Tribute to a Rock N’ Roll Icon

August may be the dog days of summer, but it also has every year now for the past seven years been the occasion to look forward to one of the top musical events of the year.

That would be when the Music Center at Strathmore, with Bandhouse Gigs, hosts its annual tribute concert honoring iconic figures, events and themes from rock and pop music history featuring the very best of an array of local musicians, singers and performers.

Originated in 2004 by Bandhouse Gigs—a not-for-profit volunteer group founded by Ronnie Newmyer, Chuck Sulllivan, David Sless and Danny Schwartz—the concert began as an outdoor venue at Strathmore but soon moved indoors into the concert hall. The first tribute concert honored legendary solo and group (E Street Band) rocker Neal Lofgren. Others followed: Neil Young, an almost archetype California rocker and the “Heart of Gold,” member of Crosby, Still, Nash and Young, the band considered by some the best rock band ever; Bob Dylan; folk-and-jazz queen and pure singer Joni Mitchell; Woodstock as the music and watershed 1960s event; and The British invasion.

This year’s Bandhouse Gig is the Tribute to Simon and Garnfunkel and Paul Simon on August 25 at 7:30 p.m. at the Music Center at Strathmore’s Concert Hall.

“How could you not?” Ronnie Newmyer said in an interview. “Simon, with Garfunkel, and as a solo performer and composer, has probably had more hits than anybody alive and has influenced more musicians than you can count. Think about it, they had their first hit in high school.”

As a duo, beginning in 1965, Simon (Paul) and Garfunkle (Art), the short one and the afro-blonde one, came up with songs that defined a generation of young people from the early 1960s on, kids that weren’t necessarily born rock and rollers, kids as sensitive, slightly alienated outsiders who could appreciate a song that begins with “Hello, darkness my old friend” (“The Sound of Silence”). The guys weren’t jocks but were fans, they weren’t popular but they were cool and smart and they carried certain angst around with them with a sweet flair. Some of them wore leather jackets instead of letter jackets.
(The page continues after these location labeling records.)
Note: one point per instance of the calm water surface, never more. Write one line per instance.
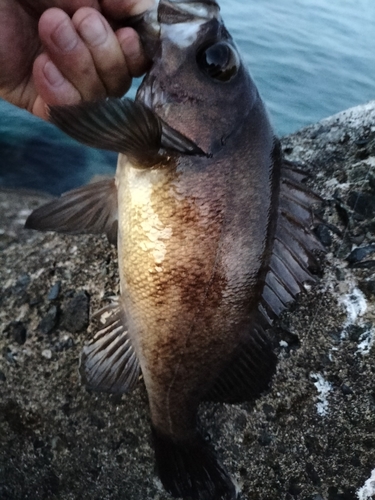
(309, 58)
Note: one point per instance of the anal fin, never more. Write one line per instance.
(250, 370)
(109, 362)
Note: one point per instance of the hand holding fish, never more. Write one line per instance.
(65, 51)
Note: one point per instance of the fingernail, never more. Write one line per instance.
(92, 30)
(65, 36)
(52, 74)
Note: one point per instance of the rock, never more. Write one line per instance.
(60, 441)
(76, 315)
(54, 291)
(16, 332)
(49, 321)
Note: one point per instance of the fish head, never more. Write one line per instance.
(198, 84)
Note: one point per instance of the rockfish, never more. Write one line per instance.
(213, 230)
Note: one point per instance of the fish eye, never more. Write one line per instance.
(219, 61)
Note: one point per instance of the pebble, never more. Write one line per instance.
(16, 332)
(47, 353)
(76, 314)
(49, 321)
(54, 291)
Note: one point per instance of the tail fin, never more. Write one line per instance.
(190, 469)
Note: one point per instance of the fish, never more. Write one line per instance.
(214, 231)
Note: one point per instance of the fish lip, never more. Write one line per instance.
(148, 25)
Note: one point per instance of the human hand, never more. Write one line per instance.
(47, 57)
“That was the first stage, all those wonderful songs and harmonies, “The Boxer,” “Scarborough Fair,” “Mrs. Robinson.” “They were poems, quiet anthems,” Newmyer said. “And they were hugely popular.”

“What we were trying to do here is not just make it Simon and Garfunkel, but also Paul Simon, who’s still going strong,” Newmyer said. “I’d say the program is split half and half between S&G and Simon solo. And let me tell you it was tough picking the songs, hard to make the cuts and then to match them with performers.”

So for S&G purists and Simon fans, be prepared to have your feelings hurt. There are some notable absences, including “My Little Town,” the touchstone song Simon and Garfunkel recorded after they broke up, “I am a Rock….I am an Island,” and “Slip Sliding Away.”

“That was hard,” Newmyer, who has his own band called “Soul Cracker,” said. “But hell, you could make a tribute concert out of the “Bridge over Troubled Water” album alone, that’s how good they were and are.”
It would be a mistake to think of these concerts as if they were one of those public television or Time Life golden oldies occasions, although no questions, old songs return like transformed angels.

The most revolutionary and exciting aspect of these concert is the mash of a very familiar song-list—for the most part—with performances drawn from a rich array of Washington performers, some nationally known, others young and new and gifted, some of them graduates of Strathmore’s artist in residence programs, like the youthful rock/pop dynamo Margot MacDonald, who will be on hand again this year.

“That’s the really rich part of this, because the performances transform the songs, make them seem fresh and contemporary,” Newmyer said. “Plus, I think it’s a true showcase of Washington area performers who play everywhere in local venues like the Birchmere or the 9:30 Club. This isn’t a sing along, it’s about as an exciting a concert as you can imagine.”

“We’ve got Julia Nixon, who is such a gifted singer and who’ll be doing ‘Bridge over Troubled Water,’” he said. “There’s this new, young singer, Victoria Vox, who’ll sing ‘Mother and Child Reunion.’”

“We’ll have a lot of younger performers this year, which should be interesting,” he added.
Other performers on tap include Deanna Bogart, Eric Brace, Chopteeth, Lea, Deep River, Ellen Cherry, The Sweater Set, Cal Everett, Deeme Katson, Ed O’Connell, David Kitchen, Ted Garber, Esther Haynes, Ronnie Newmyer and Owen Danoff, among others.

Just goes to show you, all pop/rock music history is a circle. Danoff is the son of Bill Danoff, one of the founders of Starland Vocal Band, which produced the 1980s hit “Afternoon Delight.” Danoff and co-Starland member Jon Carroll, a regular tribute participant, performed at the Joni Mitchell tribute two years ago.